Я еще раз оглядел комнату. Сколько же здесь снимков! Может, все-таки посчитать?
- Нет, нечего и тратить время.
Вишня лишь усмехнулась. Я же вернулся к «Зоопарку» и быстро проглядел вниз до точки, на которой закончил. Дальше собственно в различных позах застыла еще целая куча различных животных. Были крысы, сороки, ослы, зайцы и волки. Много. И в конце, у самого пола были прикреплены снимки, отличающиеся от первых. Лев, собака, дельфин. Храбрые преданные спасатели. Я не хочу сейчас говорить, что в мире так мало добродетелей, просто на этой стене их было незаслуженно мало. А еще тут висели какие-то нейтральные картинки. Например, по словам Пьяной Вишни - черная кошка в темной комнате, а по мне – так просто черный прямоугольник, который – не удивлюсь – может потянуть на то, чтобы его выставили в какой-нибудь галерее...
Рядом – отдельной, обособленной группой к стене были приклеены еще 7 фотографий. Почему-то, фотоаппарат в случае именно с ними повел себя странно: превратил в животных, изменив, по всей видимости, и антураж, оболочку вокруг объекта. (Вряд ли это устройство имело что-то против представителей мира фауны, хотя и может создаться такое впечатление.) Заметив мой интерес, Вишня улыбнулась.
- Почему они отделены от других? Ты специально их так клеила?
- Да.
- Это что-то значит?
- Ну, разумеется.
Снова замолчала, и я понял, что не вытащу из нее больше ни слова.
Я опишу снимки коротко, в отличие от предыдущих, чтобы не заморачивать вам головы описаниями, но сосредоточить именно на самой их сути, быть может, тогда вы поймете то, что так и не смог понять я, хоть и не видите фотографий.
Снимок №7. Свинья с небольшим облачком у головы – как рисуют в комиксах, когда хотят передать мысли. Но там не слова. Там очередная картинка – нож мясника. Значит, эта свинья знает, к чему ее готовят. Но она склонила голову, она будто смирилась. И к ее пятачку устремился овал – реплика в комиксах и, похоже, то же самое на этом снимке. Три буквы в овале. «Хрю». Что же она пытается сказать? «Прощайте»? Нет, не то. Что в таком состоянии может говорить человек? «За что»? Да. «Почему именно я, немилосердный Бог?» Да. Это.
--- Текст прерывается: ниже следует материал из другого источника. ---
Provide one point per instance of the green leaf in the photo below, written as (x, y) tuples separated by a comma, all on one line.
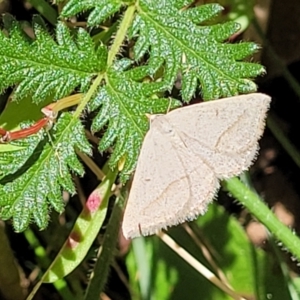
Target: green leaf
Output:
[(28, 196), (84, 232), (12, 161), (124, 104), (44, 67), (176, 41), (101, 10)]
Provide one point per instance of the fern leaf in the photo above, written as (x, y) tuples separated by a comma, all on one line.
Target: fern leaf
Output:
[(12, 161), (29, 196), (175, 39), (44, 67), (124, 104)]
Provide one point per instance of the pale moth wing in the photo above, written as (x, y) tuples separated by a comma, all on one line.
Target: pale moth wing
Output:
[(185, 154)]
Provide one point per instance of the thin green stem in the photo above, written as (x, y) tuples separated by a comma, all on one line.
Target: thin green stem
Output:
[(46, 10), (121, 34), (256, 207), (114, 50)]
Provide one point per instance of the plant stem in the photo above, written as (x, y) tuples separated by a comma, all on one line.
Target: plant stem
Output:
[(256, 207), (105, 256)]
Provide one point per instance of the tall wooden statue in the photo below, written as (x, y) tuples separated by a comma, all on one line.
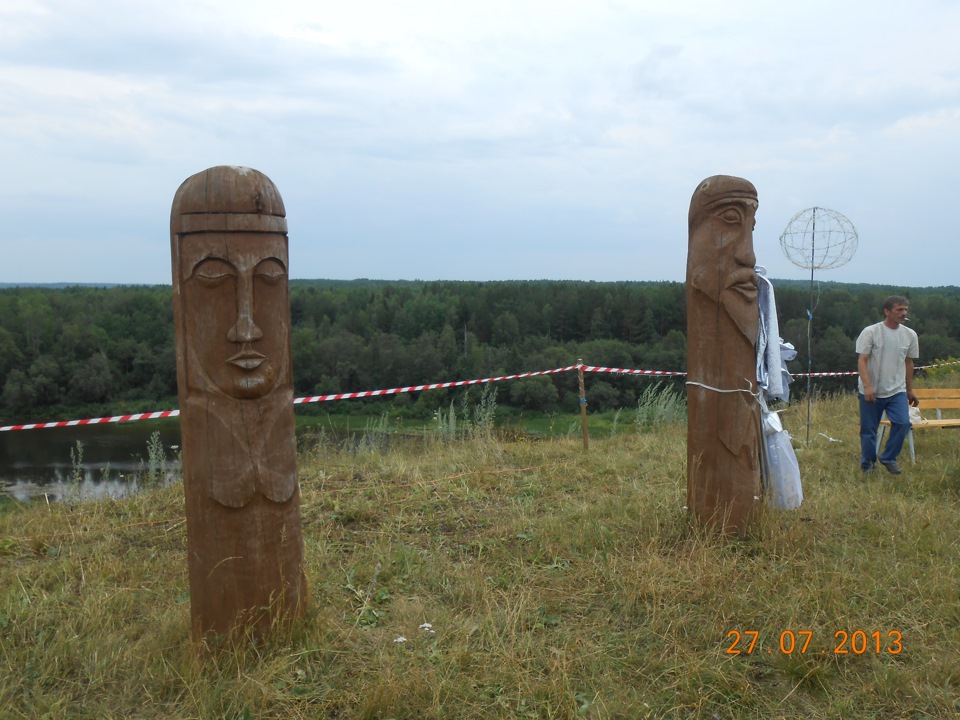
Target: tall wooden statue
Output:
[(231, 305), (723, 415)]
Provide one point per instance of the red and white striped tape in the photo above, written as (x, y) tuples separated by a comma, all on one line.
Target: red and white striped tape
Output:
[(397, 391), (93, 421), (418, 388)]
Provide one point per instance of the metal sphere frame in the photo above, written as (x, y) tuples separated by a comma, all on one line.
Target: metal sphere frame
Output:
[(817, 238)]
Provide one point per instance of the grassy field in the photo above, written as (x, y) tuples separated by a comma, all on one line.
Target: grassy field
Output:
[(466, 575)]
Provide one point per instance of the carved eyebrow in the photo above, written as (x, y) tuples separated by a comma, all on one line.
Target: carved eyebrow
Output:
[(270, 266), (213, 267)]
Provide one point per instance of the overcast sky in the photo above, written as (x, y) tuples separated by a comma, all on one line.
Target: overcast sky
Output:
[(452, 139)]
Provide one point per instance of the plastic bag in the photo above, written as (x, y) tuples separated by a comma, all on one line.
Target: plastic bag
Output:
[(785, 490)]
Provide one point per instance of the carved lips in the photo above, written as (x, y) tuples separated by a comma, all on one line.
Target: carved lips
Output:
[(247, 359), (744, 281)]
Снимок №6. Козел, поедающий яблоки. «Ме-е-е». Ест через силу, но естестест и никак не хочет останавливаться. Вроде и сыт уже, и брюхо колесом, но как же можно, когда их тут столько! «Ведь они могут кому-то другому достаться… Нет! Буду в себя запихивать!»
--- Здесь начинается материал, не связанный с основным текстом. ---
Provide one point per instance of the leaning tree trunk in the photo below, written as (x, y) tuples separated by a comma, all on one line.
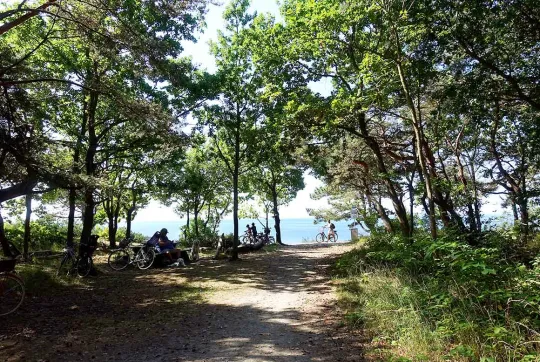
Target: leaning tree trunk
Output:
[(27, 226), (88, 215)]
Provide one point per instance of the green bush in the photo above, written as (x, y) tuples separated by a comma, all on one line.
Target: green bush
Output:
[(444, 299), (206, 236), (45, 233), (103, 233)]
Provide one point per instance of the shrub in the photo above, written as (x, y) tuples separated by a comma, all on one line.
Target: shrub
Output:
[(444, 298)]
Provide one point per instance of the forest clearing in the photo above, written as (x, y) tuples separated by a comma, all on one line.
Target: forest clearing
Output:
[(416, 123)]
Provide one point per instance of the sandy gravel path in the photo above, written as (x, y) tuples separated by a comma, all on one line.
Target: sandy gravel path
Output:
[(277, 306)]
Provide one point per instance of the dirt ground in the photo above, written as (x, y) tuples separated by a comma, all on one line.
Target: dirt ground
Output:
[(269, 306)]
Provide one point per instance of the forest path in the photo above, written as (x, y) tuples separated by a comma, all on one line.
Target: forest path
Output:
[(275, 306)]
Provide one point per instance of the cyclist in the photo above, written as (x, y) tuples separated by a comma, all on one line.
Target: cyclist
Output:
[(166, 246)]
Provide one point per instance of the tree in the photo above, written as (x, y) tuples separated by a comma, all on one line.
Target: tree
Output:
[(232, 121)]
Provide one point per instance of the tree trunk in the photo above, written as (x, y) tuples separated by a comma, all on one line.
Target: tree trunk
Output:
[(236, 172), (26, 241), (129, 217), (196, 220), (71, 217), (3, 240), (88, 215), (399, 208), (277, 220), (113, 228)]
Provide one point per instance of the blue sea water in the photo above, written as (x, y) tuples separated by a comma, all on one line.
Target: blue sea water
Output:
[(293, 231)]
Снимок №5. Маленькая обезьянка в креслице с небольшим ручным зеркалом, в котором разглядывает себя, и все никак не может налюбоваться. И так зеркало повернет, и этак. «Свет мой зеркальце скажи…» Только этой обезьянке и говорить ничего не надо, она и так уверена в том, что самая-самая красивая. Хотя такая же обезьянка как все. Вы можете спросить, мол, позвольте, но как это передал фотоаппарат? На самом деле – это все воображение, на фото просто сидела обезьянка с зеркалом и примеряла розовую шляпку с узкими полями. Но другого восприятия эта фотография не допускала. Смотришь на нее, и ты уверен в том, что перед тобой тщеславная мадам. Не знаю, почему, просто так было.
Снимок №4. Еще одна хрюшка, на этот раз – копилка. Немного размазана, видимо, трясется. И что значит «хрю-хрю-хрююю» в ее исполнении? «О как же приятен этот звон! С каждой новой монетой он становится другим, все глуше!.. ласкает слух. Еще монет! Еще! Еще!» Так кричал султан в мультфильме про «Золотую Антилопу». Так хрюкает эта копилочная свинья. «Штук 30 – не меньше!»
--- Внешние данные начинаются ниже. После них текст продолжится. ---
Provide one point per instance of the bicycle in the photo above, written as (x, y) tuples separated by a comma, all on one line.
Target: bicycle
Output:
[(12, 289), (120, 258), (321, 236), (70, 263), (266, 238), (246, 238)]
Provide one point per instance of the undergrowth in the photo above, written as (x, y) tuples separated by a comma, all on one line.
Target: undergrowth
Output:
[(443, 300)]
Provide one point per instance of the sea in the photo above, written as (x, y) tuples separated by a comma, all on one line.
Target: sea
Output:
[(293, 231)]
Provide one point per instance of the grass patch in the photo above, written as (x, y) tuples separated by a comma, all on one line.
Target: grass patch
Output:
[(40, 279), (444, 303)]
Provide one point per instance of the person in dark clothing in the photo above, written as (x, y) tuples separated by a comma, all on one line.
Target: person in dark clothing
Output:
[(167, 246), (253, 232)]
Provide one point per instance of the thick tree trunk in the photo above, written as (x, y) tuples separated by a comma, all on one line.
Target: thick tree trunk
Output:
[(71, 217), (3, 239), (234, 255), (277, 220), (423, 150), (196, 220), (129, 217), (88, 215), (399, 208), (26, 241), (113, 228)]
Снимок №3. «Носорог бодает рогом. Не шутите с носорогом!» Маршак, кажется. Но эта шуточная строка совсем не соответствует фотографии. На ней – на половину смазано в беспричинной ярости, в гневе, подняв клубы пыли, несется носорог. Так человек, которому мешают достигнуть некоторой цели, может даже, и не шибко важной, но только из принципа начинает идти по головам, сметать все и вся на своем пути, в гневе лишь от того, что ему посмели преградить дорогу.
От этих непонятных картинок у меня волосы встали дыбом. Это же всего лишь фотографии! Но что это со мной? А Пьяная Вишня сидит себе спокойно. Как будто насмотрелась уже за все время владения этим «чудо», но как выясняется вовсе не «чудо» фотоаппаратом. - Наверное, чтобы снять эти кадры, пришлось потрудиться? - Вовсе нет. И от этих слов стало еще страшнее. Руки дрожат, но я все же вытягиваю сигарету – последнюю. Я даже не заметил, что курил одну за другой. С усилием опускаю глаза ниже и там…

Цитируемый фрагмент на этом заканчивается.